Medicaid expansion is of vital importance to me, as a physician specializing in Asthma, Allergy, and Immunolog. It’s important to the patients I serve, and to the rural hospitals that are the lifeblood of our communities. In a handful of days, the North Carolina 2022 legislative short session will close. The question is, will the NC General Assembly pass Medicaid expansion or will 600,000 people in our state have to wait for yet another legislative session to access life-changing and life-saving care? 

Our representatives must  do more than signal their willingness to expand healthcare. We need an expanded Medicaid now. Our rural hospitals depend on this decision. Aside from providing healthcare to those within their communities, they are often among the largest employers, pumping money into the local economies. They provide facilities to accommodate both general practitioners as well as specialists. In my practice as an asthma/allergy specialist, we often have to send asthmatics to the hospital for more intensive treatments. Without a local hospital to provide medical treatment, patients are often faced with longer trips to get the care they need, frequently resulting in additional,  often life-threatening complications.

Rural hospitals are closing at an alarming rate in our state. Even before COVID19, hospitals in the Triad were showing signs of financial strain which puts them at higher risk of losing some of their departments or closing altogether. Since 2005, eleven community hospitals in North Carolina have closed. Eleven hospitals, the lifeblood of our rural communities, providing both healthcare and jobs, closed. Studies have demonstrated that the vast majority of hospital closures across the country have closed in states that did NOT expand Medicaid after the ACA passed in 2010. Medicaid expansion would provide a much-needed boost to these facilities by bringing in $4 billion in federal dollars and creating 43,000 jobs.

Joel Gallagher is a physician in Greensboro, NC

Our medical advancements make this an exciting time for me as an asthma specialist.

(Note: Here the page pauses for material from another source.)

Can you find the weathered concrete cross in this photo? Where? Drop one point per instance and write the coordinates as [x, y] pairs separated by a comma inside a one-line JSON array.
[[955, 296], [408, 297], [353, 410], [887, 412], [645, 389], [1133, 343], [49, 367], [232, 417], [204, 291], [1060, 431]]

There are phenomenal injectable biologics that target specific subtypes of asthma; I have seen firsthand how life changing these medications can return an asthmatic patient to a more normal life. Unfortunately, my uninsured patients are not eligible to obtain these medications at all without paying thousands of dollars out of pocket. Without access to these medications, they are destined for multiple courses of steroids instead, which have many adverse side effects. This inequitable distribution of healthcare is immoral.

Primary care and other specialties are affected in similar ways. The state’s inaction on Medicaid expansion affects all of us – both in higher premiums for commercially insured patients as well stress for both those who are uninsured and their families. I was talking to one of my patients affected by this the other day. She is fortunate to be insured through her work, however she is on a very tight budget. Her son has a severe psychiatric disorder which can be controlled with expensive medications. This patient has mortgaged her house in order to continue paying for her son’s medications. Her son – who is in his 30s – is uninsured now, but would be covered by Medicaid expansion, if it were to pass.

We are SO close to finding a way forward that would advance our abilities to serve 600,000 more ailing and suffering people. I offer an urgent plea to our senators and legislators to pass Medicaid expansion now, and lift up our abilities to serve the good people of North Carolina.